How do you adjust to the new method of distributing your news and information?
Find people who have authority and influence. Notice that I did not say who are active. Loudmouths with opinions are active – though they often have little influence. The people you’re looking to reach are those who can restate the important part(s) of your news and not just re-publish a press release.
Expand your horizons beyond traditional press. Bloggers, LinkedIn, Twitter, Discussion Forums and Facebook all have seriously active members who regularly post analysis of the daily news and links where other members can find more information – these are the people you want to reach.
How do you reach these influencers? Connect with them in their media of choice.
Don’t, however, make the fatal mistake of thinking that if you connect on Facebook or another social site that you have a green light to give a sales pitch.
Use the tools of social sites to build trust and relationships rather than sell.
Don’t give up when your story or message isn’t rebroadcast — or is rebroadcast in a different manner than you wanted.
The influencers of the Internet have become that way for their ability to put their own analysis on top of any information they forward to their respective social sites.

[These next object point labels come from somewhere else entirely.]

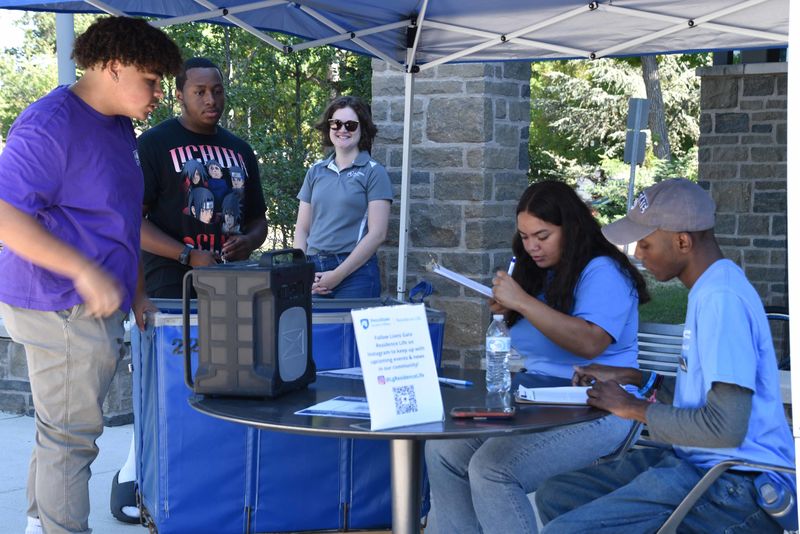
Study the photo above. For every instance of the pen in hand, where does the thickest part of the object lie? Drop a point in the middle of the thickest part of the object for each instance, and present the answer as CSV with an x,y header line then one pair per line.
x,y
454,382
511,265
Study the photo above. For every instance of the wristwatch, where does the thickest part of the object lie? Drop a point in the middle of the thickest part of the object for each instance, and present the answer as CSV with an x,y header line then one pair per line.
x,y
184,256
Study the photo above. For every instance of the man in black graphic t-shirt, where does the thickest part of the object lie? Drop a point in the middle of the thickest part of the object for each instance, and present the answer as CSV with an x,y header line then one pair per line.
x,y
190,166
203,204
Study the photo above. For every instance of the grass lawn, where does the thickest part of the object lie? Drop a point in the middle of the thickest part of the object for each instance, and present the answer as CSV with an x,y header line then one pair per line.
x,y
667,304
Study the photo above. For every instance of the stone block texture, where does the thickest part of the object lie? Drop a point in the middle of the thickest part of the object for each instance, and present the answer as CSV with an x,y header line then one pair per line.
x,y
743,165
470,143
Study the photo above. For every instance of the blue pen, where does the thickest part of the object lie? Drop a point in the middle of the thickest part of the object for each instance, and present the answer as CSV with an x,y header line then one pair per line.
x,y
454,382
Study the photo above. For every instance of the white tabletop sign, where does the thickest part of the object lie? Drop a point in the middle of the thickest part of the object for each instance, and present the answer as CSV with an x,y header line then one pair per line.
x,y
394,345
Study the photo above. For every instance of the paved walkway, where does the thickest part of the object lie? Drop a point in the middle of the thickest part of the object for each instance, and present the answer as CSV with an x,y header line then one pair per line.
x,y
16,443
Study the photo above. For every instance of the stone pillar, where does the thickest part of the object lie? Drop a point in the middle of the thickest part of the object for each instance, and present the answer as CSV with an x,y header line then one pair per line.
x,y
742,161
469,167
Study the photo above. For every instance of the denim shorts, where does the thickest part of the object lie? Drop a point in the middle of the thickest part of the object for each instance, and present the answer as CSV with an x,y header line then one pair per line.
x,y
364,282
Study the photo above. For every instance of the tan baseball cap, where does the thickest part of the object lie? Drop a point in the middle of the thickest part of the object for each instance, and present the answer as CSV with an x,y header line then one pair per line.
x,y
675,205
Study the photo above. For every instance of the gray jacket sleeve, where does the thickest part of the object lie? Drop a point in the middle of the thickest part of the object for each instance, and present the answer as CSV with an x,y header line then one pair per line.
x,y
721,423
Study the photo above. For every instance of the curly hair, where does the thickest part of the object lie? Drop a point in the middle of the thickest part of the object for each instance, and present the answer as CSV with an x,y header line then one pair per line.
x,y
130,41
581,241
368,128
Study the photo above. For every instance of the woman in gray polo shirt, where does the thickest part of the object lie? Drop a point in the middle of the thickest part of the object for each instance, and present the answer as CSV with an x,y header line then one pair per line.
x,y
344,205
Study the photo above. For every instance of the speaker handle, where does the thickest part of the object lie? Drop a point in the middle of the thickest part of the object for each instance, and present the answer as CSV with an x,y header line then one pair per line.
x,y
187,352
267,258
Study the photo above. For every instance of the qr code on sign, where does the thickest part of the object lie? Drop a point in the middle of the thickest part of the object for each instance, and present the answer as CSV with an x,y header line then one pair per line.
x,y
405,401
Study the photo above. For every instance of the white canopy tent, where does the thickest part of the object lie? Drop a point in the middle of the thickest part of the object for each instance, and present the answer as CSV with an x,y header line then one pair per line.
x,y
416,35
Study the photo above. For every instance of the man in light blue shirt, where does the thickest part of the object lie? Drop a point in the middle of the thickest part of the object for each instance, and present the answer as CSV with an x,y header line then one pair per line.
x,y
725,404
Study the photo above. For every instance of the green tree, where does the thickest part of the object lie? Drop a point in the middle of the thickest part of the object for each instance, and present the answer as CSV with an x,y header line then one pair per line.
x,y
578,122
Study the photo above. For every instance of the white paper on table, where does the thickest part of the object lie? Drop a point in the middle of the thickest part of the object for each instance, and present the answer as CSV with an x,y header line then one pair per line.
x,y
341,406
461,279
553,395
350,372
394,346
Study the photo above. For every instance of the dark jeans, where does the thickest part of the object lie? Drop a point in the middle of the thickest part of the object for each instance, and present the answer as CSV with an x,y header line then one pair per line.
x,y
364,282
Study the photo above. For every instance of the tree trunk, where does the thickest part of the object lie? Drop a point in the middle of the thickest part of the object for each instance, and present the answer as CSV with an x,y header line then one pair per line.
x,y
656,120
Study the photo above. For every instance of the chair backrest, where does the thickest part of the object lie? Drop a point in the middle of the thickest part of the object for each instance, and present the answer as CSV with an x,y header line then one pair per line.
x,y
778,317
659,347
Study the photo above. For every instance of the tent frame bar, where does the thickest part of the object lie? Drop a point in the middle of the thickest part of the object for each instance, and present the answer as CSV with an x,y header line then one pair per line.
x,y
360,42
502,39
683,24
345,36
214,13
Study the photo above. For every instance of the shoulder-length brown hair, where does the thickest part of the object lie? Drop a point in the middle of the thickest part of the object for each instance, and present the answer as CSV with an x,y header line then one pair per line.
x,y
368,128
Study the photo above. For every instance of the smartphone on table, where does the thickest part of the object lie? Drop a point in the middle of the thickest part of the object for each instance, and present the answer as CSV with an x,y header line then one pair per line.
x,y
482,412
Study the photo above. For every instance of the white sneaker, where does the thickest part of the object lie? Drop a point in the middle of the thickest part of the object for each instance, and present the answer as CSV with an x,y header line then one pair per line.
x,y
34,526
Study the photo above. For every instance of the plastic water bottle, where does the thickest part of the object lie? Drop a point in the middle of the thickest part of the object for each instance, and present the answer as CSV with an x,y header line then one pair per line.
x,y
498,345
777,500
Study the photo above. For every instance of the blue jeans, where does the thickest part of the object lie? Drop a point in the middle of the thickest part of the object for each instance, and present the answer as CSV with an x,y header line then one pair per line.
x,y
481,484
71,359
637,493
364,282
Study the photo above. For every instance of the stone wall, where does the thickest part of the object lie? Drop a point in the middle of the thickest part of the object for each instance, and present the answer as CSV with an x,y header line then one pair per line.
x,y
742,161
15,390
469,166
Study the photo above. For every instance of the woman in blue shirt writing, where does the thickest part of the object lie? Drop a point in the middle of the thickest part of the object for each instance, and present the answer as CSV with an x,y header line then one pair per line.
x,y
572,299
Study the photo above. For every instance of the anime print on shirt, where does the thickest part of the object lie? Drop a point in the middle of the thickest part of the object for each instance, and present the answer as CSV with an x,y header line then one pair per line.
x,y
213,202
199,190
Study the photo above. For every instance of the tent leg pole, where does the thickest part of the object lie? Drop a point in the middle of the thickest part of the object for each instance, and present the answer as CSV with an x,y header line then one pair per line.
x,y
405,182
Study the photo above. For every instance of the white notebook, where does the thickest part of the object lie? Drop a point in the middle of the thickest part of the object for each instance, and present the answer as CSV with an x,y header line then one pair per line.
x,y
575,395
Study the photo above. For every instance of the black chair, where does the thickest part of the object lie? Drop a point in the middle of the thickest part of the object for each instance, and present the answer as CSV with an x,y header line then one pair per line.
x,y
672,523
778,317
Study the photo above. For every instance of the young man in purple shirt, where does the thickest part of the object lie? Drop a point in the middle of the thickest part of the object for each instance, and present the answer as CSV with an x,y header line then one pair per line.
x,y
70,212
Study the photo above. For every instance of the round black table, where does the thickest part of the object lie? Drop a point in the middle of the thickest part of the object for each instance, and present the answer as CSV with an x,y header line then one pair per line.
x,y
406,443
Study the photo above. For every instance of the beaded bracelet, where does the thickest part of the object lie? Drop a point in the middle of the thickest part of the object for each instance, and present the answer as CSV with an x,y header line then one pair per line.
x,y
650,381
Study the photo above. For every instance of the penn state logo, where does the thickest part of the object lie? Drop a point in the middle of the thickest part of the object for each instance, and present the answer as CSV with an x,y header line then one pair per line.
x,y
641,203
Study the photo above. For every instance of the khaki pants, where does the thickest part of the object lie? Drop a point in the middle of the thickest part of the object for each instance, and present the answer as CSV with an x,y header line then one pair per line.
x,y
72,359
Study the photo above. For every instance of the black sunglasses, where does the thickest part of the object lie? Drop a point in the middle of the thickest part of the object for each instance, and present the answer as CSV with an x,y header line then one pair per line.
x,y
350,126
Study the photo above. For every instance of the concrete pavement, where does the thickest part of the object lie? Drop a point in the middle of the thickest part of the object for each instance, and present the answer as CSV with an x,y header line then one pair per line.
x,y
16,443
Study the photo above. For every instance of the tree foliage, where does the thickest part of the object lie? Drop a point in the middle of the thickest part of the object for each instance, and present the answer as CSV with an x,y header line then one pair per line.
x,y
578,123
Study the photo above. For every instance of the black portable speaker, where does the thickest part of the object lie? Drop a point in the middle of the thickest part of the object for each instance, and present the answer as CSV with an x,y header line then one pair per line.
x,y
254,326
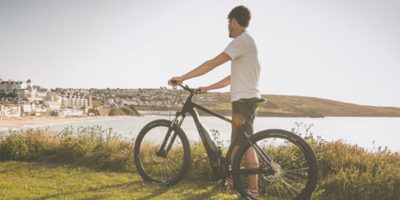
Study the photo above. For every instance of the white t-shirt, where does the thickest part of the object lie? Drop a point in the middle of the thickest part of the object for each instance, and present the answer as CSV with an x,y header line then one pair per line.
x,y
245,68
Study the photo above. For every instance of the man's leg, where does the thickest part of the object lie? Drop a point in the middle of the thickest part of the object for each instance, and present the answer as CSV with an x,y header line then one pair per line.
x,y
252,162
242,119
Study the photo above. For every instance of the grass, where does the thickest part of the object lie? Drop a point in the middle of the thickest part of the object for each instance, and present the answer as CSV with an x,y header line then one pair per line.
x,y
92,163
32,180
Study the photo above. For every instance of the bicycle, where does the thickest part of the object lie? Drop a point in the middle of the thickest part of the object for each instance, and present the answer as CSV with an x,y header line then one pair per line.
x,y
287,168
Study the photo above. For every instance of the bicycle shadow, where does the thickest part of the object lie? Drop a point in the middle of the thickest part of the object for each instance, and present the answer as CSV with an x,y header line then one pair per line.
x,y
90,190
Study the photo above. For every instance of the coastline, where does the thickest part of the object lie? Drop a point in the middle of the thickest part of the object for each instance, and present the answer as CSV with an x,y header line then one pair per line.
x,y
17,122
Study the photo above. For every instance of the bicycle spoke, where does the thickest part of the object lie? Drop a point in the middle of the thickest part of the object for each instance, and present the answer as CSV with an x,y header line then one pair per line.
x,y
290,187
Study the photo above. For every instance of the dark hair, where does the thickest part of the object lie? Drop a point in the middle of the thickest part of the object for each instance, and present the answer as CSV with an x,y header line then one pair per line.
x,y
241,14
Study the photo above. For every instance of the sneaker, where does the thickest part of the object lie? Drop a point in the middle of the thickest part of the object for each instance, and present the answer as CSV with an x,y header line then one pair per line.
x,y
229,183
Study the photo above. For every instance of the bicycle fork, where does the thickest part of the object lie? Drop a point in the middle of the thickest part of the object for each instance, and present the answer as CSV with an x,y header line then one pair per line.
x,y
162,152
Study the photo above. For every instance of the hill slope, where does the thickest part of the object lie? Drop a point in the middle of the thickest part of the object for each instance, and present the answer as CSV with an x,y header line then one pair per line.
x,y
298,106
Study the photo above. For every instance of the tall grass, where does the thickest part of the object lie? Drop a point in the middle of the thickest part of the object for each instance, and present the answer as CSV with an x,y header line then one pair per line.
x,y
346,171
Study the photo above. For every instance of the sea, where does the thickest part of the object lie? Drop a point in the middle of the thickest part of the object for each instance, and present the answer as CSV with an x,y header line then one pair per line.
x,y
371,133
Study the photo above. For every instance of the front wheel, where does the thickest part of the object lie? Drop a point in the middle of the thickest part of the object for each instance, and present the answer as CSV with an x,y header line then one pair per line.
x,y
162,166
291,174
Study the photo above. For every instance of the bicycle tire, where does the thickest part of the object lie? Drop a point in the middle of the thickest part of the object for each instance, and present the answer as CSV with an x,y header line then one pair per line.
x,y
289,142
141,153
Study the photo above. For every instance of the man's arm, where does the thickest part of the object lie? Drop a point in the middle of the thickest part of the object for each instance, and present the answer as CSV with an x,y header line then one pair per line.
x,y
220,84
202,69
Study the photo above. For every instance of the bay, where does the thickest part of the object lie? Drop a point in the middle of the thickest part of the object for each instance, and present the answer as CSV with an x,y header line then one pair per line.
x,y
367,132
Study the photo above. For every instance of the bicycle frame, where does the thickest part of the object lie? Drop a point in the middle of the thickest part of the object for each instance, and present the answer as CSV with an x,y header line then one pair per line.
x,y
212,150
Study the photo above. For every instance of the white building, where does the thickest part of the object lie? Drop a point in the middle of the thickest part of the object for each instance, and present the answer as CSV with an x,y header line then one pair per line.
x,y
10,111
73,101
10,86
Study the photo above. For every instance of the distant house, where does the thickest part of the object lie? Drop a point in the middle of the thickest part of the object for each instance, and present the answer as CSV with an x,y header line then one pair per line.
x,y
11,86
10,111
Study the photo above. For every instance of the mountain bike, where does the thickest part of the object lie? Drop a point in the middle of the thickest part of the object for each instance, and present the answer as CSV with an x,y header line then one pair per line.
x,y
287,167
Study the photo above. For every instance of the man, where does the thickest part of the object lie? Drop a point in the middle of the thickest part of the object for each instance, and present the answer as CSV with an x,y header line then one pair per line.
x,y
245,70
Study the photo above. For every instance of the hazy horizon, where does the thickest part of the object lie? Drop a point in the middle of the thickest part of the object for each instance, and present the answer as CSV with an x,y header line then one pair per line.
x,y
346,51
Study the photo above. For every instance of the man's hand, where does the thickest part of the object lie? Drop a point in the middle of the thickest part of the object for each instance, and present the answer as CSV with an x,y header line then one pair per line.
x,y
178,81
203,89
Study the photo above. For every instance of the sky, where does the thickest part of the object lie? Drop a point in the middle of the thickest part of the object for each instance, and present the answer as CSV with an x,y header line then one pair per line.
x,y
345,50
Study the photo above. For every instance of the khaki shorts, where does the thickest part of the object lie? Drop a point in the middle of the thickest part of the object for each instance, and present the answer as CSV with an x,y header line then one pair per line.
x,y
243,113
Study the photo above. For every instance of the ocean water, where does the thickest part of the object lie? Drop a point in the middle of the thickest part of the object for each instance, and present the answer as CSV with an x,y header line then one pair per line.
x,y
367,132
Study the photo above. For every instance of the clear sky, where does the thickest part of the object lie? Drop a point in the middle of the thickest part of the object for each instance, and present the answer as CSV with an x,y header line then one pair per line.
x,y
346,50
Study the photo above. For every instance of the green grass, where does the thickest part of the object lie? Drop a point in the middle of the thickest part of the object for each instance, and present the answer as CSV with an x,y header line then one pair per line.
x,y
32,180
92,163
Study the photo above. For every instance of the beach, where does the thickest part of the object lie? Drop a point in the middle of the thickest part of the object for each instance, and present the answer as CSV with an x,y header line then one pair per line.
x,y
14,122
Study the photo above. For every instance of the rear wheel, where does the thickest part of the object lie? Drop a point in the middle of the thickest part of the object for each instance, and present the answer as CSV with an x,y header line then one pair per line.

The number one mistake with public relations is to stop communicating the first time that news isn’t re-broadcast.
Wrong Wrong Wrong.
Keep sending information. If one particular news item wasn’t rebroadcast simply move onto the next (Tip: Don’t keep re-broadcasting the same information – just keep communicating as you have new information to share).
Sage and Intacct Get It
This year at the Sage reseller conference I received a press invite.
This allowed me to sit in on most of the press conferences – though I’m still treated as an outsider when it comes to face to face interviews and I hope Sage may change this for future events.
What’s the benefit to Sage?
After all they didn’t get a shiny whitepaper out of me or a headline on a flashier news site or a name that they could use in quoting my delight in some new technology.
Instead as Sage took time to meet over lunch and briefings where they explained key technology initiatives.
These explanations allowed me to come back to my discussion groups, Blogs, LinkedIn and Twitter to offer more analysis (both good and bad) about what I sensed was coming from Sage.
One thing that Sage still has lagged in — which Intacct has embraced — is the idea of embargoed news.
An embargo is when advance news is sent to the press (usually only a day or two early) so that they have time to write up the story and “go live” at about the same time the story breaks. There’s a deadline before which everyone is asked not to write or discuss the news. In almost all cases unless news has leaked this embargo is honored.
Intacct embraced the concept of an embargo by mailing out news on the Taylor Macdonald hiring prior to their official press release being sent the next day.
While it’s fun to write news stories as they break – it’s more important that your story be as accurate as possible. Having an advance release (which you agree not to publish or discuss until a preset deadline) allows you to research your story rather than rush it online.
The point being is that traditional public relations and promotion is much broader. Instead of only sending releases to formal publications – enlarge your distribution to a pool of active online users. These folks are the ones starting conversations on LinkedIn, discussion forums and blogs. They’re usually easy to find – and eager to learn of your news.
Respect that not every bit of news gets rebroadcast. Work on building long term relationships with these key influencers and you may be surprised at how quickly you can expand your message beyond traditional media and into the discussions and communities online where those you want to reach are increasingly spending their time.